Da ich ein wenig Einblick in CSR (Soziale Verantwortung von Unternehmen) habe, find ich Artikel mit solch leeren Phrasen ein Frechheit? Typisch Spiegel wuerde ich sagen.
Zitat:
So lässt der deutsche Hersteller Vaude unter anderem in der Militärdiktatur Burma produzieren.

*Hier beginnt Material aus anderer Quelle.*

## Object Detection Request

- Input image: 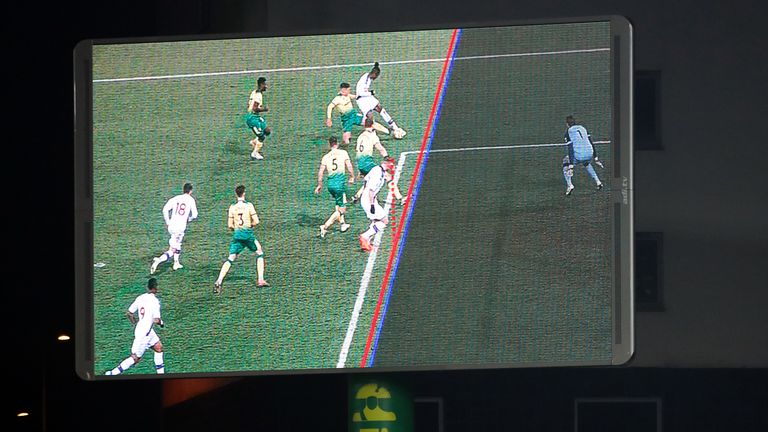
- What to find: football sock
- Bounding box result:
[373,121,389,134]
[256,255,264,281]
[155,352,165,373]
[379,109,397,129]
[563,170,573,187]
[323,210,343,229]
[363,223,376,241]
[112,357,136,375]
[157,252,171,264]
[587,164,600,183]
[216,260,232,284]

Die Menschen dort duerfen also nicht arbeiten, oder wie?
Zitat:
Das US-Unternehmen Patagonia legt zwar großen Wert auf die Wiederverwertbarkeit seiner Materialien, kümmert sich aber kaum um die Arbeitsbedingungen.
Das heisst konkret?
Zitat:
Konkurrent Marmot Mountain hat zwar einen Verhaltenskodex, kündigt die Überprüfung seiner Fabriken aber grundsätzlich vorher an - unter welchen Bedingungen die Arbeiter tatsächlich arbeiten, ist so kaum zu prüfen.
Das ist natuerlich falsch, aber auch hier ohne Details wertlos.
Zitat:
Und der deutsche Traditionshersteller Schöffel verzichtet gleich ganz auf solche Kontrollen und hat auch keine Vorkehrungen getroffen, wie die Mitbestimmung von Arbeitern in den Ländern gesichert werden kann, in denen Gewerkschaftsrechte eingeschränkt sind.
DAS ist Scheisse.
Zitat:
Dazu kommt: Wenn überhaupt verlangen auch Branchenriesen wie The North Face von ihren Zulieferern nur, den Arbeitern den gesetzlichen Mindestlohn zu zahlen. Der aber liegt in klassischen Textilproduktionsländern wie Bangladesch, Indonesien, Vietnam oder El Salvador oft weit unter dem, was eine Familie tatsächlich zum Leben braucht.
Zeigt zwar wenig Handlungsalternativen auf, räumt dafür mit harten Fakten mit der Ich-veränder-die-Welt-durch-mein-Konsumverhalten-These auf.
Die Industrie erkennt neue Trends und Meinungen sehr gut und weiß dies in bare Münze umzusetzen.
Die Menschen dort duerfen also nicht arbeiten, oder wie?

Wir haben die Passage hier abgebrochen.